To create this work requires data, 3D printing technology, complex software and computational time. So on a technical level, creating Solid Cinema was a challenge. After analyzing the use of the environment, different light images were assigned to 40 “positions” in the space. These light images were then converted to cutouts in the luminaires surrounding the pixels. In total, this yielded 1600 unique 3D printed luminaires, each different in shape and lighting. Too complicated a process to perform by hand, so de Kort developed parametric software in collaboration with programmer Gerard Petersen.

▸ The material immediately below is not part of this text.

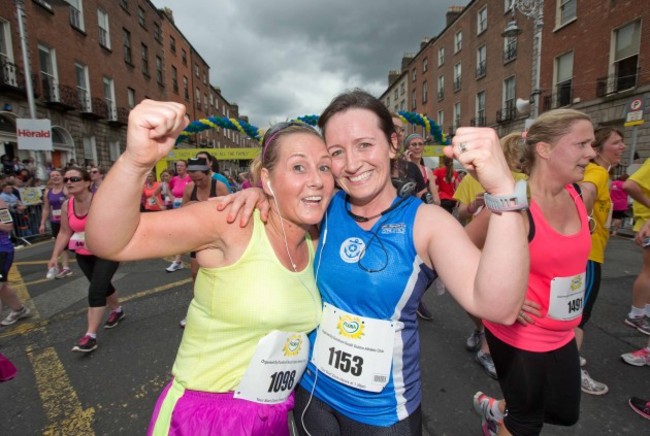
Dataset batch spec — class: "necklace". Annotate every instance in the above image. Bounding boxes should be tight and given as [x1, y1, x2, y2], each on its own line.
[345, 195, 408, 223]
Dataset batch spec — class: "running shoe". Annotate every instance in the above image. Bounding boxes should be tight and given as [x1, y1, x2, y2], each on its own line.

The special thing about this software is that it can also be used for practical purposes in the future. Think of (a form of) signaling that can display different messages depending on the angle at which you look at it. A targeted way of providing information that prevents unnecessary light pollution in the environment and can also be combined with an experience component. With Solid Cinema, Gosse de Kort puts the importance of art for science on the map.

Open call RAUM
Once or twice a year, RAUM calls on artists, designers and architects to tackle the challenges of today’s and tomorrow’s wicked problems. RAUM invites them to think about their current and future living environment, the way we want to live together and how we can and want to shape it. Inspired by one of RAUM’s artistic themes – encounter, ownership and data – the Makers in Residence come up with a project or work that will be developed and executed in residence at RAUM.